In recent weeks I have watched Blackburn visit Sunderland and Liverpool, and not once did their players give off the unmistakeable air of a squad that has lost faith in their manager. This does not offer any sort of guarantee about Kean's long-term future, but it is certainly a point in his favour.
It is still almost impossible to see how Kean can shift public opinion back in his favour after it has turned so savagely against him, but on this day he deserved the respite a 1-1 draw gave him.
When Maxi Rodriguez levelled after the own goal from Charlie Adam that gave Blackburn an unlikely lead, both Kean and his players could have been forgiven for feeling the tide had turned against them.
And yet, even in the face of a barrage of sorts from a disappointing Liverpool, they stood firm but still had to thank goalkeeper Mark Bunn for a magnificent save from Andy Carroll and Adam Henley for a goalline clearance from Daniel Agger in the final 20 seconds.
Blackburn had relief and overdue illumination from the darkness that has engulfed this fine old club.

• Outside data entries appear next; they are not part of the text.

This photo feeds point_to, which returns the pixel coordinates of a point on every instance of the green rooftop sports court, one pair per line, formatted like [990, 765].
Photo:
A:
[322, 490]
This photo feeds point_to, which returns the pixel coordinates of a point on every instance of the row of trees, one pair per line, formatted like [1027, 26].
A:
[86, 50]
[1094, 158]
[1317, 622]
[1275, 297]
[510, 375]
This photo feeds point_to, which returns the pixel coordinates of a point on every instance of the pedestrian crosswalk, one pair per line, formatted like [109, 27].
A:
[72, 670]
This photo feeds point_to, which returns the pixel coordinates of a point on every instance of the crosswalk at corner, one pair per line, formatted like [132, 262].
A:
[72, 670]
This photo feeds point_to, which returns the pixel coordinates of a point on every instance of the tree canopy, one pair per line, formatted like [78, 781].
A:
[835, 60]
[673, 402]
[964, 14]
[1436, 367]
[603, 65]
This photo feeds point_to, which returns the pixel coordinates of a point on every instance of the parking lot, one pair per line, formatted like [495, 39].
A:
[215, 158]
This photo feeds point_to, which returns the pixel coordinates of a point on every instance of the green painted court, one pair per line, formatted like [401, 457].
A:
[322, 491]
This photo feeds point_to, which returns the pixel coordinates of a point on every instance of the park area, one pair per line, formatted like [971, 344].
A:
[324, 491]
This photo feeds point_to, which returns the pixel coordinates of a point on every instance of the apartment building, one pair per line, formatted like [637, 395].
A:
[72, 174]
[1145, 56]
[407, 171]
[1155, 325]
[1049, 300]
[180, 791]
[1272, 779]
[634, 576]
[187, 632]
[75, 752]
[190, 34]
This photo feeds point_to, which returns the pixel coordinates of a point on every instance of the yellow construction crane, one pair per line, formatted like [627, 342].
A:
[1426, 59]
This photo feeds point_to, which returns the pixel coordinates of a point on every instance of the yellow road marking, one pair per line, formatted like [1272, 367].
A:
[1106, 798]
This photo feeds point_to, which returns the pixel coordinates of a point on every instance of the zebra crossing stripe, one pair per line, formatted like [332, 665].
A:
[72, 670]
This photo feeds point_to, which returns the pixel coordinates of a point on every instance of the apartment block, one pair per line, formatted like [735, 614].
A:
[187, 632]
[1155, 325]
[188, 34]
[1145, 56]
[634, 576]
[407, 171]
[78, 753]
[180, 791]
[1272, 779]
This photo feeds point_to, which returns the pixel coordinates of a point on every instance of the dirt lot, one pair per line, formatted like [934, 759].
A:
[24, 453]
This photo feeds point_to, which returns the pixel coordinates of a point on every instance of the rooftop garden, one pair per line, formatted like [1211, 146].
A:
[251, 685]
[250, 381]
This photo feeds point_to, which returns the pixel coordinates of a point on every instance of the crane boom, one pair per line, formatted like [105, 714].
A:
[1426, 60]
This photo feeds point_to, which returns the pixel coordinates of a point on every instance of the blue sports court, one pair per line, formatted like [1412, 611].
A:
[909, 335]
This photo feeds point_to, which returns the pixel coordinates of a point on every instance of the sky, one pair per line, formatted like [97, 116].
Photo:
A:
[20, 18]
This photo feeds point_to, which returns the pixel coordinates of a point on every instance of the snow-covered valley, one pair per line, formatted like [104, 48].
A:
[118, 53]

Liverpool and Dalglish were left to accept they had come up short at Anfield once more, not just against Manchester City and Manchester United, but also against Sunderland, Norwich, Swansea and now the Premier League's bottom club.
Dalglish's argument about ill-fortune, the defiance of opposing goalkeepers and a failure to reap deserved rewards carries some merit, but starts to lose its legs when it happens on such a regular basis.
He is coming up to the first anniversary of his return to Anfield as manager following Roy Hodgson's sacking - a year that has seen an undoubted improvement in the style of play via a return to old values and a sense of unity coming back to a club that had been fractured for so long.
This does not mean, however, that his work can escape questions, especially when he has spent funds so lavishly on attacking resources and Liverpool have failed to score twice at Anfield since the victory against Wolves in September.
And one question in particular irks Dalglish - a question he was again asked in the aftermath of another unfulfilling afternoon for £35m striker Andy Carroll. He may not like the question, but it will not go away until the giant Geordie at least hints at riches - not to mention value for money - to come.
"Unbelievable" was Dalglish's response to being asked to deliver an assessment of Carroll's performance. And yet it remains a valid query.
Carroll should have scored with a chance from only eight yards in the first half and was only denied the status of match-winner by Bunn's late brilliance. Such are the fine margins of operation at this level.
And yet too often his positioning and reactions seem awry, too often this season he has been attacking the important moments from a standing start. Dalglish has delivered his complete public confidence in Carroll - now he must transfer it to a striker who is clearly struggling to make an impact.
With Stewart Downing continuing to be a hit-and-miss affair, Liverpool and their supporters are still waiting for £55m worth of attacking talent to make their mark and the statistics prove something is absent that Dalglish will need to address next month.
Luis Suarez's performances have deemed him an unqualified playing success, and yet for a footballer of such prowess his finishing is too often wayward. Four times in the first 20 minutes he finished with varying degrees of inaccuracy, none on target.
He was perfectly described by one press-box sage as "Liverpool's ideas man rather than the one you want to deliver the finished product". The Uruguayan has abundant natural gifts, but on the evidence of his season so far, ruthless finishing is not among them.
In boxing terms Liverpool have all the moves and a stout defence, but at Anfield at least they struggle to punch a hole in a paper bag. Blackburn and Bolton have both scored more Premier League goals this season than Dalglish's side - a stark statistic for a team aiming for the top four.
Dalglish is unswerving in support of his players but it will not blind him to the reality of the heavy price of lost points at home. And Liverpool are losing too many.
Kean, buoyed by this point, set his sights on four January signings. Whether he is still at Blackburn to make them, and whether he actually gets the backing from owners Venky's to sign the quartet if he is, is a story for another day.
Dalglish does not need such reinforcement in numbers after his summer transfer activity and with captain Steven Gerrard back for a 22-minute cameo following his latest injury problems, but the growing body of evidence at Anfield suggests he still has to find a missing link.